From LPB co-founder Irene Madrid.  Grandmother, lifetime credentialed teacher, child lover and studier:

Developing attention, focus and questioning the concept of multi-tasking has recently been in the news along with how electronics affect the wiring of our brains.

In the DVD "The Distracted Mind," with neuroscientist Dr. Adam Gazzaley, the myth of multitasking comes to fact in his lab at UCSF.

While our brain enjoys the challenge of doing several things at once, brain scans reveal the prefrontal cortex (the discerning and decision making areas of the brain) shows that activity jumps around from one part of the brain to another, as attention shifts.

One statistic showed that when we are driving and using a hands free phone, it places us in four times the risk of an accident.

Utilizing this information for best learning outcomes in children, we know focusing on one piece of information at a time is optimal.

There is a lot we can do to enhance our children's learning and attention span.  If a task is very important, says Dr. Gazzaley, then TV, the iPhone or other distraction brings poor results.  If the activities are fun and don't need accuracy, it can be consciously chosen in a recreational way.

In his lab, Dr.

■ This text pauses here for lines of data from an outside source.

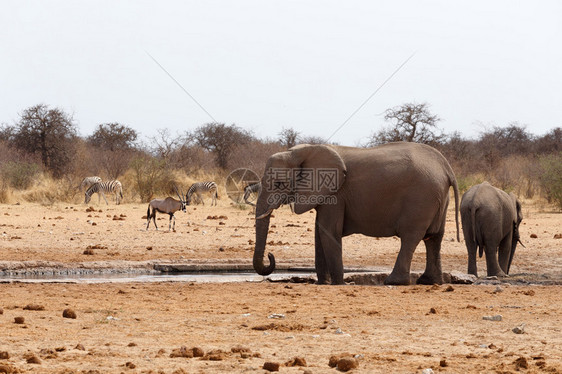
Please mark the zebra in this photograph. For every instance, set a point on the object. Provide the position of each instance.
(101, 188)
(254, 188)
(88, 181)
(199, 188)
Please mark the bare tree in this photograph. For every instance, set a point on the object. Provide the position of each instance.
(221, 139)
(288, 137)
(47, 132)
(410, 122)
(115, 144)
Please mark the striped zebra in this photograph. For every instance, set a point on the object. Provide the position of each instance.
(200, 188)
(102, 187)
(251, 189)
(88, 181)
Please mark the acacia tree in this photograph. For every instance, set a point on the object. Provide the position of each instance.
(50, 133)
(288, 137)
(221, 140)
(115, 145)
(410, 122)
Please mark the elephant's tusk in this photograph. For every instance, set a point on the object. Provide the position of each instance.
(265, 214)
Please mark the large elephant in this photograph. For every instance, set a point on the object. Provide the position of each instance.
(397, 189)
(490, 221)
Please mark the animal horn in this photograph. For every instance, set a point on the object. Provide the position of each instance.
(177, 192)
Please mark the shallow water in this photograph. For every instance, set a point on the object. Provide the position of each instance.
(201, 277)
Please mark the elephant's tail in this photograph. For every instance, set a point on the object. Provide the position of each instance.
(453, 182)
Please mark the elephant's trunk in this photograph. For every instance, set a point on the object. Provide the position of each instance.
(262, 228)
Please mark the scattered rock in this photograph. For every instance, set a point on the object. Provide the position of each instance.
(197, 352)
(33, 307)
(271, 366)
(215, 355)
(8, 369)
(182, 352)
(297, 361)
(31, 358)
(521, 363)
(519, 329)
(48, 353)
(347, 363)
(69, 313)
(130, 365)
(240, 349)
(497, 317)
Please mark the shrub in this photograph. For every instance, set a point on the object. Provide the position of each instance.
(551, 178)
(19, 175)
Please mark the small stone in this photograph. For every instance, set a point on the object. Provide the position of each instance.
(31, 358)
(519, 329)
(497, 317)
(33, 307)
(347, 363)
(297, 361)
(69, 313)
(271, 366)
(197, 352)
(521, 363)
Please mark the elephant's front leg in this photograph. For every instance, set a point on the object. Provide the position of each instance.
(433, 273)
(328, 251)
(492, 264)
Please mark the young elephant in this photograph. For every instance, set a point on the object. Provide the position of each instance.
(490, 222)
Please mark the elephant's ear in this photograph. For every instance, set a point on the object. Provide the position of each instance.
(321, 174)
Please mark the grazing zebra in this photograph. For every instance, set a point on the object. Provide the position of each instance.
(254, 188)
(88, 181)
(102, 187)
(200, 188)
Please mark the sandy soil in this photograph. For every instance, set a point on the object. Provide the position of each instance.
(137, 327)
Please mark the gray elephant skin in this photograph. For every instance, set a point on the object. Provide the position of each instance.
(490, 222)
(397, 189)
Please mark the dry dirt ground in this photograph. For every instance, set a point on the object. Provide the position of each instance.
(238, 327)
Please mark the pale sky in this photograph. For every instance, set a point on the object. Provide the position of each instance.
(264, 65)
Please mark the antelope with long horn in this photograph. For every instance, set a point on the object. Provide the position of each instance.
(168, 206)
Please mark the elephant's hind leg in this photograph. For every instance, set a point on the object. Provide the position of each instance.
(433, 273)
(400, 274)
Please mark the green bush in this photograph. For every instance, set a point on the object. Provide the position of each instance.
(551, 178)
(19, 175)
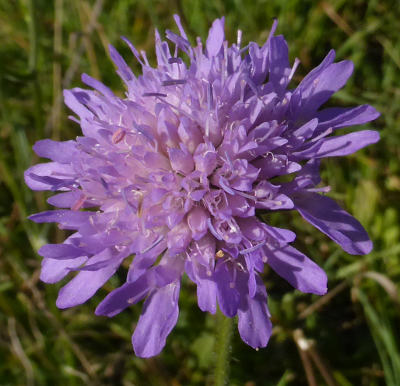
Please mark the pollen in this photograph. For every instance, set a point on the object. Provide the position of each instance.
(219, 254)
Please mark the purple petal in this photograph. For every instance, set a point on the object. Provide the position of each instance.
(86, 283)
(65, 200)
(301, 272)
(160, 314)
(67, 218)
(124, 70)
(53, 174)
(227, 295)
(254, 324)
(62, 152)
(207, 295)
(60, 251)
(215, 37)
(340, 145)
(181, 161)
(54, 270)
(197, 221)
(76, 106)
(338, 117)
(327, 216)
(124, 296)
(321, 83)
(279, 62)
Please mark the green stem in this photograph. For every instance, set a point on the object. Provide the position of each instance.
(223, 329)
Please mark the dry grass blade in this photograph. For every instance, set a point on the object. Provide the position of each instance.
(18, 350)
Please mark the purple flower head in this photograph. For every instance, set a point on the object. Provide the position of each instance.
(175, 173)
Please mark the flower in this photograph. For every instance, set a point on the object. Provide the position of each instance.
(176, 172)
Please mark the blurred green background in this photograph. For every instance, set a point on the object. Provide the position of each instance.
(348, 337)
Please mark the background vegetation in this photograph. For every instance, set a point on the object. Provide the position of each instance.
(348, 337)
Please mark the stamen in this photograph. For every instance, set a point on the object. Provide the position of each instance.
(118, 136)
(239, 38)
(174, 60)
(226, 187)
(219, 254)
(328, 131)
(173, 82)
(79, 203)
(295, 65)
(157, 94)
(253, 248)
(212, 229)
(158, 241)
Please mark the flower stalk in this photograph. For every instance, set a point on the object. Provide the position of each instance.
(223, 332)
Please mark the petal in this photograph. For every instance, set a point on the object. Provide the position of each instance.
(65, 217)
(279, 62)
(76, 106)
(338, 117)
(181, 161)
(142, 261)
(54, 270)
(179, 238)
(340, 145)
(327, 216)
(228, 296)
(197, 221)
(124, 296)
(124, 70)
(60, 251)
(215, 37)
(160, 314)
(65, 200)
(86, 283)
(97, 85)
(254, 324)
(62, 152)
(207, 295)
(301, 272)
(54, 176)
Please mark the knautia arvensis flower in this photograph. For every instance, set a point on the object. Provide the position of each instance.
(174, 174)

Gazzaley has measured the amount of undeveloped prefrontal cortex from children ages 5 to 20.  The more green areas that showed up, the less able the person was to make good decisions.  Even 20 year olds have pockets of green!  Of course, that is why asking a child their opinion for doing chores, learning to swim or what they wish to eat for dinner makes very little sense.

As children grow, a good way to help decision making is to give limited choices in small things.  When children show they can handle making good decisions, choices can also grow.

More concerns in neuroscience today are the issues of possible addiction to electronics.  Electronics are taking the place of social interaction and experts say studies indicate less empathy development with lots of electronic use.

In the movie "Avatar," they greet each other with, "I see you."  We now know when children beg caregivers to, "Watch me!", this helps children to enhance their self identification.  There is hard wiring from the brain to the eyes which responds positively to being seen.

Dr. Gazzaley relates the story of two third grade girls who went to opposite sides of the playground so they could text each other.  Since 97% of our communication comes from body language and voices, this is how we socialize and communicate best.

Dr. Gazzaley interviewed high school students who admit that when they cannot use their electronics, they become filled with anxiety.  The teens also admitted when they have boundaries for electronics, they have better scholastic and social outcomes.

More studies need to be done and more scientists are interested in this broad field.  In the meantime, we can use this information for our families.